Councils need urgent funding to engage with work to bring emergency hospital admissions to hospital down a key Commons committee says – with the message backed by the LGA.
The Public Accounts Committee (PAC) calls on NHS England to consider the impact of funding and demand pressures in social care on emergency admissions – where a quarter could be avoided with more effective care in the community.
PAC says some 1.5m of the 5.8m emergency admissions over 2016-17 could have avoided emergency admissions in 2016–17 if hospitals, GPs, community services and social care had worked together more effectively.
But the report references a lack of investment by the NHS in these services, with rising demand on adult social care and limited council finances said to be “particularly worrying”.
PAC chair, Meg Hillier MP said the report “laid bare” the consequences of Government’s failure to properly fund and coordinate preventive health care and social care.
“The benefits of work to reduce the impact of emergency admissions will inevitably be limited until hospitals, GPs, community services and social care work better together to drive down the level of avoidable admissions.
NHS England and NHS Improvement must take a lead here and move swiftly to better understand the stresses across the health and social care sectors and their implications,” said Hillier.
“A priority must be to properly identify the impact of measures intended to reduce emergency admissions and explain how this information will be used to target scarce resources effectively.
The financial challenges facing the NHS and adult social care are well-documented and it is critical that taxpayers’ money is spent on what works best,” she said.
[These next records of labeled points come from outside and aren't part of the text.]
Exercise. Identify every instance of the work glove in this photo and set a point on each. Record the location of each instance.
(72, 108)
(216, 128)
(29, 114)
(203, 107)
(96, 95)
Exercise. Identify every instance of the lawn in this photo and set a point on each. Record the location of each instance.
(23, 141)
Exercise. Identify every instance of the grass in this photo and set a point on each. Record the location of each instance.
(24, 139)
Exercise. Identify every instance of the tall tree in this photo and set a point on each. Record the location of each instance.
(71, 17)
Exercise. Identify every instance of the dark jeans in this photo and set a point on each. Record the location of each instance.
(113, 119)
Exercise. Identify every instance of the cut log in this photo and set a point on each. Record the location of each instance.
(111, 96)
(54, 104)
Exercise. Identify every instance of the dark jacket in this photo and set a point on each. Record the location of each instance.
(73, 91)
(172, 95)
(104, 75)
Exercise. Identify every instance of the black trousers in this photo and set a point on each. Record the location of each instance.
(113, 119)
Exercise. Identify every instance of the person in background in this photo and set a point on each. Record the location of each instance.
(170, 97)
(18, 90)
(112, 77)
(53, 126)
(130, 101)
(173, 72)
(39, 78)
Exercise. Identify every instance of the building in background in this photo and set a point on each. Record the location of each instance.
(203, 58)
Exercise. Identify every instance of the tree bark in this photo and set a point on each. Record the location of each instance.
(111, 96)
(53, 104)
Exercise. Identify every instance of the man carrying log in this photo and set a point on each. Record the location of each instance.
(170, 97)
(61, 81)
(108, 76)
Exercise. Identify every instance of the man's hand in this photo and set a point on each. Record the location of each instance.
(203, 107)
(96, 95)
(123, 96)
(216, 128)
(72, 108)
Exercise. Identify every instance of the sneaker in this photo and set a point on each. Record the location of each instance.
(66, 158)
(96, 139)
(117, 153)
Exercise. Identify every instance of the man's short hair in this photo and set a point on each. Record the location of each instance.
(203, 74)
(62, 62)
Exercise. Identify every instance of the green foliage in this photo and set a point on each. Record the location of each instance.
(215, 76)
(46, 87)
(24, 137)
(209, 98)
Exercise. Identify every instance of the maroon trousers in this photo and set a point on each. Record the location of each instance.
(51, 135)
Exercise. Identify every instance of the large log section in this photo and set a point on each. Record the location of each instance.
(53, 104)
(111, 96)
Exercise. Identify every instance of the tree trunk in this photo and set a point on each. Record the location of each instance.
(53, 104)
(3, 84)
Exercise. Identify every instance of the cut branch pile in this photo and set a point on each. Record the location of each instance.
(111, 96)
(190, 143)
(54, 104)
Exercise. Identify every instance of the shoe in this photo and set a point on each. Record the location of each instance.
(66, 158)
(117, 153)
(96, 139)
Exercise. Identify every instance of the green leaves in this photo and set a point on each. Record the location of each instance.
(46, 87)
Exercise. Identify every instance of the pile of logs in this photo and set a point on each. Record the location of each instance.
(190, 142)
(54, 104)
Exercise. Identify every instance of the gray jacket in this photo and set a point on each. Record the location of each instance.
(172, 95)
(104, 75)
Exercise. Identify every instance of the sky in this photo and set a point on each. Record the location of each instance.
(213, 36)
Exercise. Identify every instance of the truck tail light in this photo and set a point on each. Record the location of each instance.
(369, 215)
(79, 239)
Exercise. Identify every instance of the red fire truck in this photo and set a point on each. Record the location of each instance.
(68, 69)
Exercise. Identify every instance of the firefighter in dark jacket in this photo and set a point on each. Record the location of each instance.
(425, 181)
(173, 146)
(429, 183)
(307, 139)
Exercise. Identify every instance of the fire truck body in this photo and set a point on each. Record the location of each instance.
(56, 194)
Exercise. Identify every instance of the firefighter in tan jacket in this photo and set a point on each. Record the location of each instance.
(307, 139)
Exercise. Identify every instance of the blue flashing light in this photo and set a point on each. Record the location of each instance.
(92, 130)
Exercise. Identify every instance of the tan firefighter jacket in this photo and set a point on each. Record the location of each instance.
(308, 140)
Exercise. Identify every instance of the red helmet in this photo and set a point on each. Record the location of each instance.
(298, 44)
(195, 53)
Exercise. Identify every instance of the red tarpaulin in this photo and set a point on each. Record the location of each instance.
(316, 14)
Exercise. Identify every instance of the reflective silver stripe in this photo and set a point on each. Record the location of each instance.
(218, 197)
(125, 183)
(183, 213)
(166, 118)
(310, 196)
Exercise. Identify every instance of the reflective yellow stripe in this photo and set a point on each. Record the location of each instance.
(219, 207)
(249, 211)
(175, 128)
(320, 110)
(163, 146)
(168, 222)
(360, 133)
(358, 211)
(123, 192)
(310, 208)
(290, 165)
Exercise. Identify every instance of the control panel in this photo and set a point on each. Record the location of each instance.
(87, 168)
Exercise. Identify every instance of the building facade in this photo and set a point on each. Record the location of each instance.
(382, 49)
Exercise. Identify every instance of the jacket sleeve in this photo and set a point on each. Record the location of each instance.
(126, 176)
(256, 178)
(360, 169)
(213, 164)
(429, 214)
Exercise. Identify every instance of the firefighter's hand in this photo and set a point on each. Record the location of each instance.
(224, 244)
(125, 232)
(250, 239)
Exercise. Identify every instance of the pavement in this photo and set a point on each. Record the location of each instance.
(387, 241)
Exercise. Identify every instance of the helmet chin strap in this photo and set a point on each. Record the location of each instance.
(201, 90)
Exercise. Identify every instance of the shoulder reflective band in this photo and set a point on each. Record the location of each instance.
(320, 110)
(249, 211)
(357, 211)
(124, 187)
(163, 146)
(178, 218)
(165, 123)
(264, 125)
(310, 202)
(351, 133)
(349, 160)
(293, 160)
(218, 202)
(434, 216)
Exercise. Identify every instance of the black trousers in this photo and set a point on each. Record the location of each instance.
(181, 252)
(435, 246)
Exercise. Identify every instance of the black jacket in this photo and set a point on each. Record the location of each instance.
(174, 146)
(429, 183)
PAC recommends that NHS England should identify gaps in primary and community health care and set out how it intends to address them, saying the impact of pressures on social care provision on emergency admissions should inform discussions with both the Ministry of Housing, Communities & Local Government and HM Treasury ahead of the green paper on future funding for social care.
Though the report acknowledges NHS England as using various interventions including new care models and the better care fund cut emergency admissions.
But this, says PAC, is “too piecemeal and “varies regionally” with neither NHS England or NHS Improvement knowing what is the most effective approach.
The report says NHS England “has not systematically engaged with the voluntary sector to understand fully the importance of its support in reducing emergency admissions”.
Responding to the report, chair of the LGA community wellbeing board Cllr Izzi Seccombe said councils need urgent funding to invest in effective prevention work – with the funding gap in social care set to exceed £2bn by 2020.
“Essential prevention work and early intervention services are also being hampered by a £600 million reduction in councils’ public health budgets by central government between 2015-16 and 2019-20,” Seccombe said.
“The LGA is calling for these reductions to be reversed by the government, which will help to further reduce NHS pressures and costs increasing,” she said.”
Last month, PAC said government should devise a “credible plan” by the end of this year establishing a sustainable adult social care system and implement it quickly.